You are all Rogue Traders
At the ICAS2016 conference I was given the opportunity to do a magic minute to room full of CA's. 1 minute to tell all these very smart, clever folks about how good IFB are and what we can do for them, and their clients.
Telling your story in 60 seconds may sound easy - but I have a head full of 20 years of what we do, what we are planning to do, what didn't work so well, stuff, and just as importantly what the audience think we do. It's all broadband you know.
Getting the ultimate elevator pitch is probably still the thing that moves around in my head most frequently - because my pitch is changing all the time as we up our game at IFB - it is the single greatest talking point for me when I am in the car - alone. Sure give me 15 minutes and you will know that we understand your business, its pains - proper pains - and give you comfort that IFB is the team for you. But 1 minute...
Do I do Connectivity? - nah everyone else does that all the time. Do I do hosting and what we do in our Data Centres? Cloud? - yeah cloud everyone is taking about it ,,, but too many interpretations of what that is.
Data - yes data all these folks in the room will get data.
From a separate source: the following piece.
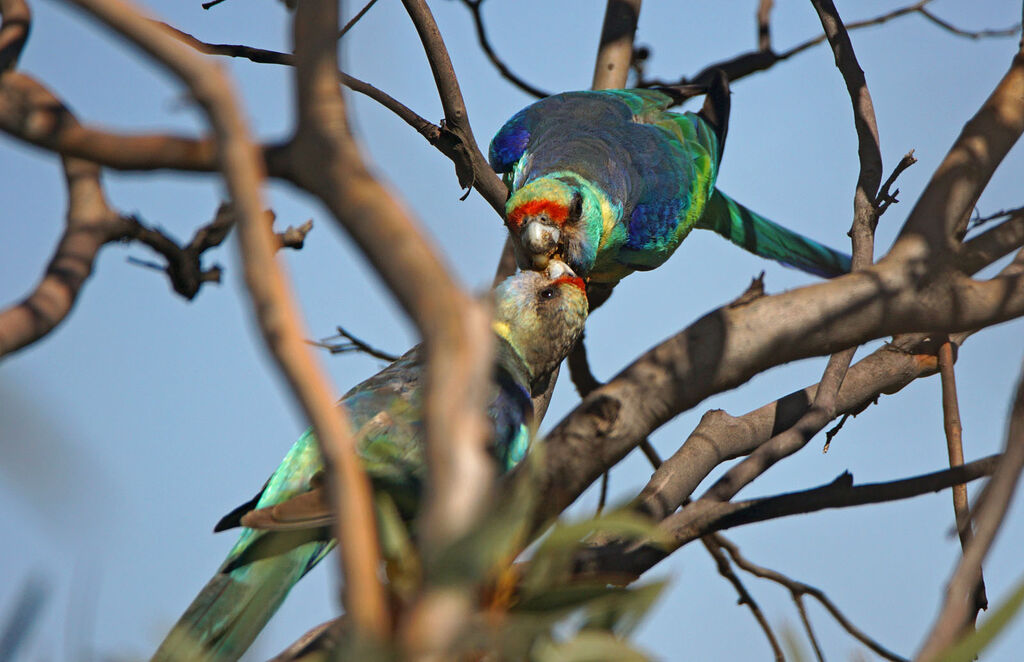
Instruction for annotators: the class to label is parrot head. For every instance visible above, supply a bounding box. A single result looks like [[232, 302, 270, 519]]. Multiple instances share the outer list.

CA's all love numbers and spreadsheets and reliability and predictability and volume and growth and charts.. yes data.
So there I am sat in the room 45 mins from lunch - fully rehearsed after the night before's drive down from Aberdeen and up stands Nick Leeson. He delivers a very humble piece about how he without malice - I'm not judging - unpicked one of the oldest banks in the world and caused it to fail owing $1b.
He started off making the most of an opportunity that a lack of security gave him, he used words like scandal, breach, audit, loss, integrity, loopholes, diligence, compliance, everyone of the exploits he explored and took advantage of had finance all over it but in my mind just as easily could have had DATA.
"You are all looking for short cuts to speeds things up, places to temporarily store your data so you can get to is easily and quickly on and off corporate networks and systems, not following all the rules when it comes to the boring lengthy security stuff you have been asked to take, because no one will ever know no one will be harmed."
This got a twitch or two.
Until Nick Leeson was found out he wasn't causing that much damage, but he was, he had compromised his employer by taking advantage of - exploited - insecure and non-policed shortcuts, flaws in process, procedure and people which meant by the time he was found out he cost his business its business.
He could have done all that much more quickly but with just as a devastating effect by bypassing or abusing the data protection policies and procedures in his business.
So what are you doing to stop a Digital Leeson affecting your business?